The DeNovix® DS-11 Series Spectrophotometer / Fluorometer enables precise absorbance and fluorescence quantification across a wide dynamic range. The dual mode spectrophotometer is equipped with SmartPath® Technology, which facilitates accurate and reproducible measurements for both cuvette and 1 μL absorbance modes. The proprietary optical core of the fluorescence component utilizes LED excitation sources and highly sensitive photodiodes capable of detecting minute amounts of fluorescence across four wavelength ranges.
The purpose of this document is to describe and compare the complementary methods of absorbance and fluorescence quantification.
Basics of Absorbance Measurements
UV-Vis absorbance measurements have long been a standard method for quantification of purified biomolecules in the life science laboratory. This method allows for the rapid detection of molecules based on their absorbance profiles at specific wavelengths.
Absorbance also provides an indication of sample contamination. The shape of the absorbance spectrum will change based on the presence of other molecules that absorb at or near the same wavelengths as the molecule of interest.
Basics of Fluorescence Quantification
Fluorophores are molecules that absorb light at one wavelength (excitation wavelength) and emit light at another (emission wavelength). Certain fluorophores’ structures can be manipulated to fluoresce only when bound to a specific molecule (e.g., double-stranded DNA). Fluorescence assays use this binding specificity to establish a direct correlation between the amount of fluorescence emitted by a sample and the concentration of the biomolecule of interest in solution.

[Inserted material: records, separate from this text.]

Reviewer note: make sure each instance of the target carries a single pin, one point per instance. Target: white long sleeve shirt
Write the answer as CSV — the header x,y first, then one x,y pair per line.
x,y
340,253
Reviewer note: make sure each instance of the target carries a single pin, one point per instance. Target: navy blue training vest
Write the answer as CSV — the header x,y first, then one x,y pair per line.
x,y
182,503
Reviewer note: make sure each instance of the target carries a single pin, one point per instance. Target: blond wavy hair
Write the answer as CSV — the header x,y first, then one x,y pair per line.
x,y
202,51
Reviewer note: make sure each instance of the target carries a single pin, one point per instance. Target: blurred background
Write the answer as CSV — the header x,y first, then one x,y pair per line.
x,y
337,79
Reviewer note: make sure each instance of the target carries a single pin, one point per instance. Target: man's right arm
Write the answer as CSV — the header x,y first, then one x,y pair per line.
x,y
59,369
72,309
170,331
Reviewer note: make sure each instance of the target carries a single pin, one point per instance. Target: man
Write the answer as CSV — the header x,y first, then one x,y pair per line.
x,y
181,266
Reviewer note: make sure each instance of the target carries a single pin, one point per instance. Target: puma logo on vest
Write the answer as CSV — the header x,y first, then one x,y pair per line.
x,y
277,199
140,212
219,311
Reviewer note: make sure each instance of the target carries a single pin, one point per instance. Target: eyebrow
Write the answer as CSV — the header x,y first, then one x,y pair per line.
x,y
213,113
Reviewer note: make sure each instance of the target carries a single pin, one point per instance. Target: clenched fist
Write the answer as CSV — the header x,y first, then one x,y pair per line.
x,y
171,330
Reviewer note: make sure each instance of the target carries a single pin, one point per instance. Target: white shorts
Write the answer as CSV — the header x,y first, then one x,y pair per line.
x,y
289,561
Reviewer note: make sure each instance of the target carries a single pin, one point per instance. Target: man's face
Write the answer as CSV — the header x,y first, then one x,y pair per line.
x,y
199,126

By mixing a fluorophore with a sample of known concentration and measuring the Relative Fluorescent Units (RFU), a relationship between concentration and measured RFU can be plotted and used as a standard curve. The emission of the same fluorophore, bound to unknown samples, can then be plotted against this standard curve to determine the sample concentration.
Comparing Absorbance and Fluorescence Results
When comparing results from absorbance-based methods to fluorescence-based methods, it is important to consider the specificity of each method. Absorbance measurements at 260 nm, for example, are not selective for dsDNA since ssDNA and RNA also absorb at 260 nm. Any absorbance measurement at 260 nm will be a measure of all nucleic acids in a sample and any contaminants that are present, including proteins. This is true for all types of measurements, not just nucleic acids. Absorbance methods are well-suited to measuring pure samples for this reason.
In contrast, fluorescence assays are highly specific for a given species, including but not limited to dsDNA, ssDNA, RNA and proteins. Generally, the concentration of a sample measured by absorbance is greater than the concentration measured by fluorescence methods.
Absorbance vs. Fluorescence Methods
Advantages of absorbance measurements include:
- Reagents are not required. The measured absorbance is a direct result of the molecule of interest absorbing light at a known wavelength.
- The amount of light absorbed corresponds directly to the concentration of the molecule of interest.
In contrast, fluorescence is an indirect measurement.
Advantages of fluorescence include:
- High Sensitivity: Due to the high extinction coefficient of the fluorophore, fluorescence assays are extremely sensitive, allowing for the detection of molecules at concentrations hundreds of times lower than what is detectable by traditional absorbance.
- Specificity: The binding properties of the fluorophore make these methods highly selective for specific molecules. These assays are ideal for samples that may contain contaminants that would interfere with an absorbance measurement.
Absorbance and fluorescence are distinct but complementary methods of quantitation. Quantitation via absorbance using the microvolume or cuvette based capabilities of the DS-11 Series is ideal for the rapid and accurate measurement of purified samples, including nucleic acids and proteins.
Fluorescence quantitation, using a secondary reporter fluorophore, is ideal for samples that fall below the detectable threshold for UV-Vis absorbance. In some cases, fluorescence quantitation methods can also be used to detect samples in the presence of contaminants or buffer elements that would interfere with UV-Vis measurements.
The DS-11 Series Spectrophotometer / Fluorometer integrates UV-Vis and fluorescence capabilities in a small bench top footprint. DeNovix offers several instrument models with combinations of microvolume absorbance, cuvette absorbance and fluorescence measurement modes. Both absorbance and fluorescence methods share the same EasyApps® software and sample export features, making data analysis fast, easy and intuitive.